As it seems, most people are lending USDC and borrowing USDT, two stable coins pegged to the U.S. dollar. What’s more, many users are then taking the USDT that they’ve borrowed, converting it to USDC, and then lending it back to the platform in order to earn even more COMP, which might explain why the system’s smart contracts now have $600 million in them.
As we’ve stated before, everything happening in the world of DeFi right now is both very exciting and highly experimental. As new economic models are being tested, many, if not most, of the new projects will fail. Yet, the idea is that we can take some level of control and power back from the traditional banking system.
The difference is that when a bank lends money, it takes a risk in order to create value. In COMP’s case, the risk is completely on the user, and there is absolutely no value being created.
If you did skip the Boxmining video, then you also didn’t have a chance to hear the heavy disclaimers inserted there. He does an excellent job of explaining how COMP’s model is likely to lead to mass liquidations. Further, I couldn’t agree more with title of the video, “Ridiculous DeFi.”
Reason to Celebrate
Today, traders on Wall Street are celebrating the second phase of reopening the New York economy. Outdoor restaurants are once again allowed to open their doors to eager customers, and it seems they have a very large appetite.
This is certainly an excellent reason to celebrate, and the stock market is seeing a huge rally today, as traders are in a buying mood. The narrative that the economy is about to snap back like a rubber band is once again gaining traction.
The currency market seems to agree, as we can see risk-related currencies are gaining the most right now and safe-haven currencies like the USD, JPY, and CHF are lagging behind.
Bonds are also rising today, which might usually indicate a flight to safety, but given the atmosphere today, it would be easily explicable as an eagerness to put cash to work, especially given all the new liquidity provided by the Fed.
Even gold can now be seen in this light.

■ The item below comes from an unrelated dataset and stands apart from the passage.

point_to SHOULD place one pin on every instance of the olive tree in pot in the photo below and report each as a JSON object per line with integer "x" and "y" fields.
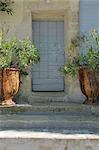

Usually, a contiguous breakout to a new decade high would be a sign of fear in the market, but today, it just seems like investors are buying everything they can while casually preparing for an eventual blowback from this Fed-induced craziness at some point in the future.
The atmosphere in the digital-asset market is much the same today, perhaps spurred on by some breaking news that PayPal and Venmo are looking to begin selling cryptoassets directly to their customers.
The above article from CoinDesk seems to be the original source of this story, and so far, the story has not been covered elsewhere else I can find. Therefore, we look to the source quoted in the story only to find … nothing substantial.
In the story, they quote two unnamed sources, one who is introduced as “a well-placed industry source” and the other described simply as “a second source.” Further, PayPal actively declined to comment on the story.
Given that CoinDesk is probably the most reputable news source in this industry, I’d say there’s a fair shot that they may be right, but even the biggest publications often get it wrong when basing stories on unnamed sources. So, I’ll believe it when I see it.
Still, the headline itself is more than enough to add fuel to this massive risk-on rally. So in the words of Louis Jordan. … Let the Good Times Roll.